Diagnóstico atempado é essencial
Segundo João Ferrão, independentemente da faixa etária do doente, é fundamental que os cuidadores e familiares estejam atentos a todos os sinais relevantes. “Nas crianças, é importante estar atento a mudanças de comportamento, em especial se falar mais alto ou colocar a televisão mais alta”, explica o audiologista. “Em caso de dúvida, o ideal é consultar um médico otorrinolaringologista. Importa lembrar que nem todas as infeções têm dor associada, pelo que a atenção ao comportamento é fundamental”, acrescenta ainda.
Ferrão diz também que é essencial a realização de um rastreio auditivo antes da entrada para a escola, “tal como previsto na lei”, já que, além de outros problemas, a perda auditiva pode dificultar a aprendizagem.
E nos adultos?
“É fundamental a autoanálise”, garante João Ferrão, ou seja, conseguir identificar os sinais de alerta como alterações de sensação auditiva, zumbidos e dificuldades em ouvir ou compreender. “Os familiares têm um papel crucial para ajudar a detetar alterações de comportamento auditivo e relacional, especialmente a partir dos 65 anos, idade em que a probabilidade de ter perda auditiva aumenta significativamente. Aos 70 anos há uma probabilidade de cerca de 60% de ter algum tipo de perda auditiva, aos 85 anos a probabilidade é superior a 80%”, refere.
Este é o tipo mais comum de perda auditiva, em que o processo acontece por envelhecimento e se carateriza por uma diminuição lenta e silenciosa das capacidades auditivas, afetando em primeiro lugar os sons mais agudos, responsáveis por nos darem o detalhe das palavras. Apenas numa fase mais avançada os sons mais graves (responsáveis pela sonoridade das palavras) são “afetados”. “Isto faz com que a maioria das pessoas identifique como primeira queixa o ouvir mas não perceber”, diz João Ferrão.

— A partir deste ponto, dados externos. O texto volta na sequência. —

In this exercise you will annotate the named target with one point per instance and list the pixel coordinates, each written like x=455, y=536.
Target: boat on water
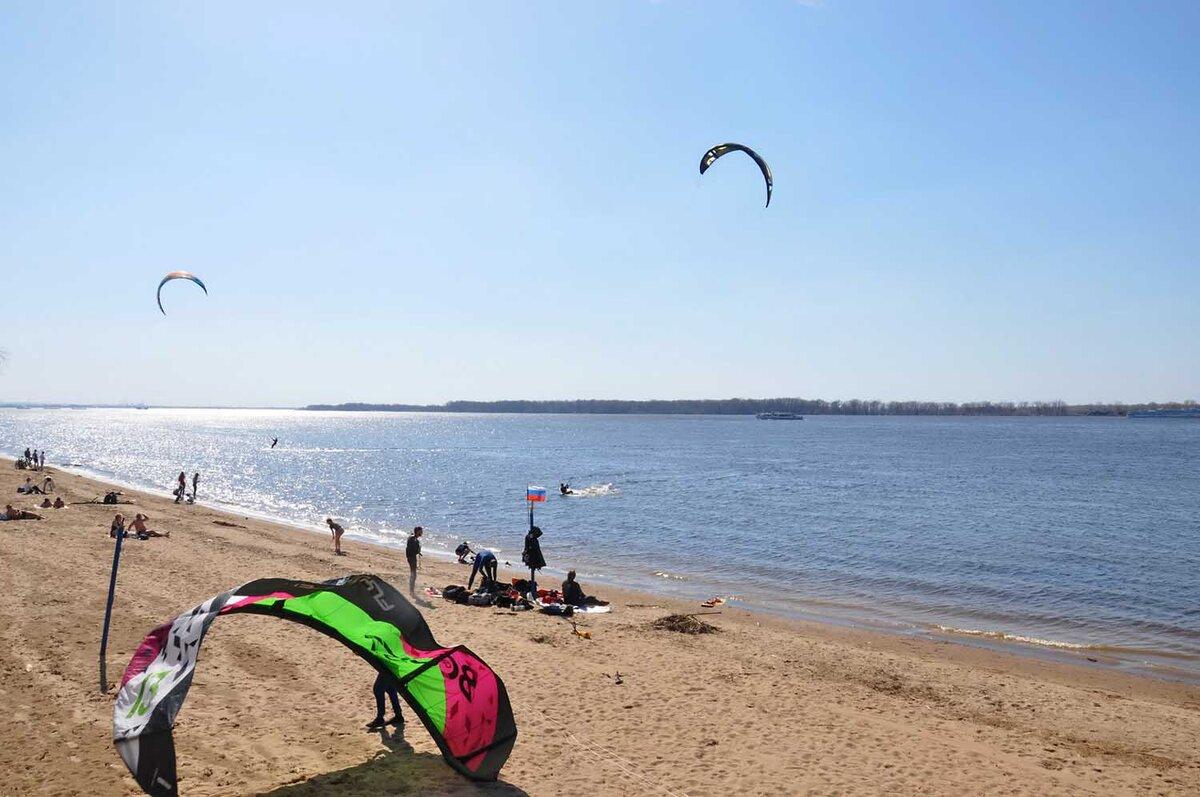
x=1187, y=412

É preciso, também, estar alerta em relação a determinados problemas que “não associamos à perda auditiva, ou nem nos apercebemos que estão a acontecer” e podem derivar precisamente do esforço auditivo, como o declínio cognitivo, o aumento do stress, o isolamento social ou mesmo a solidão e a depressão. De acordo com João Ferrão, esta é a situação mais “perigosa”, já que afeta outras funções e tem um risco de diagnóstico e tratamento tardios, o que pode comprometer a reabilitação auditiva.
“Os rastreios anuais e as consultas regulares no médico otorrinolaringologista são a melhor forma de assegurar um diagnóstico precoce e um melhor aconselhamento para saber viver com perda auditiva”, esclarece o especialista.
Mas também existem alguns cuidados diários, sendo adotados, podem ajudar a prevenir esta condição, e que passam “essencialmente” por “ter mais atenção à exposição prolongada a sons intensos”. Também é importante, afirma o especialista, “aceitar a sugestões dos dispositivos que têm controlo de intensidade e usar proteção auditiva em concertos e no trabalho de forma regular e de acordo com o aconselhado”.
“Estar atento a alterações no nosso comportamento auditivo, e também de quem nos rodeia para poder intervir precocemente, principalmente nas crianças e pessoas mais velhas, fazer uma boa higiene auditiva, evitando o uso de cotonetes que podem criar uma maior acumulação de cera e provocar lesões no canal auditivo e usar protetores de natação” sempre que for aconselhado são outras medidas fundamentais para se poder prevenir ou, pelo menos, adiar este problema, refere ainda o audiologista.